US Tech Giants Ask Obama Not To Compromise Encryption
An anonymous reader writes: Two industry bodies which represent Microsoft, Apple, Facebook, IBM, and others, have written to President Obama urging that the U.S. government not seek to legislate "official back doors" into encryption techniques. The Software and Information Industry Association and the Information Technology Industry Council sent the "strongly worded" letter on Monday, saying, "Consumer trust in digital products and services is an essential component enabling continued economic growth of the online marketplace. Accordingly, we urge you not to pursue any policy or proposal that would require or encourage companies to weaken these technologies, including the weakening of encryption or creating encryption 'work-arounds.'" The letter is the latest salvo in a public battle for secure communications, one that has reached the public eye in a way that few security stories do.
After the last renewal of the Patriot act, wouldn't it just be easiest for the US government to name each of these companies an "ISP" so they'd be compelled to collect information on their (unencrypted) servers?

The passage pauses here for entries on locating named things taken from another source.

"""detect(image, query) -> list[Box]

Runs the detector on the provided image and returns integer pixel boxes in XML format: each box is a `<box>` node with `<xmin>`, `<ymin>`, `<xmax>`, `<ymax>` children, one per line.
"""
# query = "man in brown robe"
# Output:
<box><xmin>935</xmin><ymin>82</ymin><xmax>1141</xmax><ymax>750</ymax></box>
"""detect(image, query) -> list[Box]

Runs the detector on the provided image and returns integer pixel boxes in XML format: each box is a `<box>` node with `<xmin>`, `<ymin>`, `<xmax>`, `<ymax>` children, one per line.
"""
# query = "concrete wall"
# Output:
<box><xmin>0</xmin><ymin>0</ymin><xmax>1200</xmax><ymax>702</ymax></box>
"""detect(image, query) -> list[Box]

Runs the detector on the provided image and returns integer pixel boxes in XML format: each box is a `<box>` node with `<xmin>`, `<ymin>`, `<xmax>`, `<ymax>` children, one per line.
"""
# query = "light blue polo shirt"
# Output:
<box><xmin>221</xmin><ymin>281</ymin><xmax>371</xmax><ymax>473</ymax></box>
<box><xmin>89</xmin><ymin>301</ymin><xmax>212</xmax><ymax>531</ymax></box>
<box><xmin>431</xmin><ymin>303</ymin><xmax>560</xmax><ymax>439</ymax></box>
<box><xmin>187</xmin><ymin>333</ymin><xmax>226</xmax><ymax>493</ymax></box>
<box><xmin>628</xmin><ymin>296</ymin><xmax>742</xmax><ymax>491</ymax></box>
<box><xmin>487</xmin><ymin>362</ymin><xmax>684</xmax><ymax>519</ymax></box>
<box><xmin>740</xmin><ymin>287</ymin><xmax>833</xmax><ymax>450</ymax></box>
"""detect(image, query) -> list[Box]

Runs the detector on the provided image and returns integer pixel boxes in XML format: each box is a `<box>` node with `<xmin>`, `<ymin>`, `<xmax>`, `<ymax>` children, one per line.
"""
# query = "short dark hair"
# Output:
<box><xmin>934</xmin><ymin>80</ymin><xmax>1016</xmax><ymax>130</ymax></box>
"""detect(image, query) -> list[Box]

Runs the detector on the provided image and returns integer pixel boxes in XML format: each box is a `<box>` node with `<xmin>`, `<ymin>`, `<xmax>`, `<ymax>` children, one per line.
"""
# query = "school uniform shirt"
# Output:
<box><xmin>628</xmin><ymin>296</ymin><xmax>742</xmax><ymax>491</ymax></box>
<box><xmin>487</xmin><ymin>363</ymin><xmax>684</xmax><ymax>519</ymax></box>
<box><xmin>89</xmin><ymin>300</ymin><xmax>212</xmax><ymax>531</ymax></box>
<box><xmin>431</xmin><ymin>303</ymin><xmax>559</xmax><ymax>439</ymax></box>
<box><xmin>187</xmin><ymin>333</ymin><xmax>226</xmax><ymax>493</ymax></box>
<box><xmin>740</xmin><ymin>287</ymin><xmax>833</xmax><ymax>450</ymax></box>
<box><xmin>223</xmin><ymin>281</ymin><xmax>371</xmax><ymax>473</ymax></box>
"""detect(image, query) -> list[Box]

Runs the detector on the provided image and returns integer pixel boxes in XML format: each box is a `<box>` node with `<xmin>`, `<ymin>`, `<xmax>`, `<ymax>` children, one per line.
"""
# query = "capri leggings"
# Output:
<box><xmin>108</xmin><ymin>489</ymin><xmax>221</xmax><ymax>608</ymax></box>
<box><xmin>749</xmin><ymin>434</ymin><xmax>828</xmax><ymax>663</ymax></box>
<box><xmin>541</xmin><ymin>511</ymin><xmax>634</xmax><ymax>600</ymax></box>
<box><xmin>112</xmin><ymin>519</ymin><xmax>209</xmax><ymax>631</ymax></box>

The article lists five representative companies, but the summary omits the second one of the five for some reason.
Why do we need encryption rules in the TPP?
A key priority for the U.S. semiconductor industry regarding the Trans-Pacific Partnership (TPP) Agreement currently under negotiation has been to introduce rules to prevent restrictions on the import and use of commercial encryption technologies.
You can bet VPN and other technologies are on the plate too.
If you Google "encryption and TPP" you will find a link to the PDF without having to fill anything out.
http://go.semiconductors.org/w...
"If any question why we died, Tell them because our fathers lied."
I think if they can't manage to convince politicians how dangerous their plans are, there will be some TV adverts that tell the lay person in an easy to understand way what is going on and what the risks are.
If the same message is brought to people in adverts by Apple, Google, Microsoft, Facebook, Amazon, eBay, and they all tell you that the politicians want to mess up your life, that would get people's attention. Not just on Slashdot.
No matter how well intentioned the government may be in requesting a crypto back door, all it does is open up a hole for potential criminals and state actors to steal information from individuals and corporations alike. Unless the government was somehow able to indemnify and protect all parties involved, there should be no back doors. End of story.
Wow, these idiots actually think that they will be the only ones with access to these back doors? They'd be hacked in minutes, and every secret that every American company had would be in the hands of the Chinese, Russians, and independent hackers.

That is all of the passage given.